I could offer for this

  • 'sheet-calculated' - should emit when the sheet is fully calculated (all data on which it depends has been loaded
    However, this obviously an advanced feature and may not be included in the first release of this features.
    I have a feeling that a big workbook with inter-sheet formulas is an edge case.

What do you think?

We've started addressing the general performance problem in node:

  • internally, instead of the address keys, worksheets are built up as arrays of arrays of cell objects. This behavior is controlled with the undocumented dense option. The read and write utilities know how to handle both types of worksheets, so if you are just translating formats you can enable it in your read interface, but raw manipulation requires a slightly different access pattern. The test suite uses a small helper function:
function get_cell(ws/*:Worksheet*/, addr/*:string*/) {
    if(!Array.isArray(ws)) return ws[addr];
    var a = X.utils.decode_cell(addr);
    return (ws[a.r]||[])[a.c];
}
  • the XLSX object now has a streaming CSV write function XLSX.stream.to_csv which takes the same parameters as the normal XLSX.utils.sheet_to_csv. Instead of building the whole CSV in memory, it builds one line at a time and passes the data.

Besides the general issue of non-conformant files, there are more hurdles preventing a true streaming read solution:

1) you actually have to buffer the entire file before processing. For XLSX/XLSB the zip container metadata is at the end of the file (you have to read till the end anyway), so most "streaming" solutions buffer the file anyway

2) lots of metadata is stored at the end of the worksheet streams.
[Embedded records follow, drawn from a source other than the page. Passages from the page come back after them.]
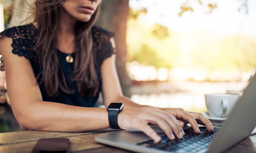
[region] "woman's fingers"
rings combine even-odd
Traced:
[[[214,131],[213,128],[214,127],[212,125],[210,121],[205,117],[201,113],[199,113],[195,112],[188,112],[193,115],[196,120],[200,121],[201,123],[198,123],[200,124],[205,125],[208,131],[212,132]],[[198,121],[198,122],[199,122]]]
[[[173,133],[179,138],[184,134],[181,125],[173,116],[154,108],[123,109],[119,114],[118,120],[122,129],[139,129],[156,142],[161,138],[148,124],[158,126],[171,139],[175,138]]]
[[[163,122],[164,121],[165,121],[168,124],[169,126],[171,128],[177,137],[179,138],[182,138],[184,135],[184,132],[183,131],[183,129],[182,129],[180,124],[179,123],[179,122],[175,118],[169,113],[161,111],[157,108],[157,109],[154,109],[153,110],[150,110],[149,109],[148,110],[149,112],[150,112],[151,113],[161,117],[160,118],[159,118],[159,120],[157,120],[158,121],[161,121],[161,122],[158,124],[161,124],[161,123]],[[160,126],[158,124],[157,124],[157,125]],[[161,128],[161,126],[160,128]],[[162,128],[161,129],[164,131]]]
[[[158,142],[161,140],[161,137],[149,125],[140,121],[138,123],[140,124],[140,127],[138,128],[139,130],[145,133],[156,142]]]
[[[191,115],[182,108],[177,108],[176,114],[178,119],[182,119],[188,122],[192,126],[194,131],[196,133],[200,133],[199,127],[197,125],[197,122],[193,116]]]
Merge cell metadata is a good example. You have to jump to the end of the worksheet XML/binary to find the part encoding the merge ranges, so the entire file has to be held in memory

3) the dimension data reported in the worksheet may disagree with the true worksheet size, so you'd have to scan the whole thing to figure out the true worksheet size.

Now, it's possible to conserve memory at the expense of time by performing two passes of the worksheets: collect relevant metadata in the first pass then emit cell/row events in the second pass. Most formats store in row-major order so it's fairly straightforward to implement (some quattro pro formats use column major order but those aren't show-stoppers).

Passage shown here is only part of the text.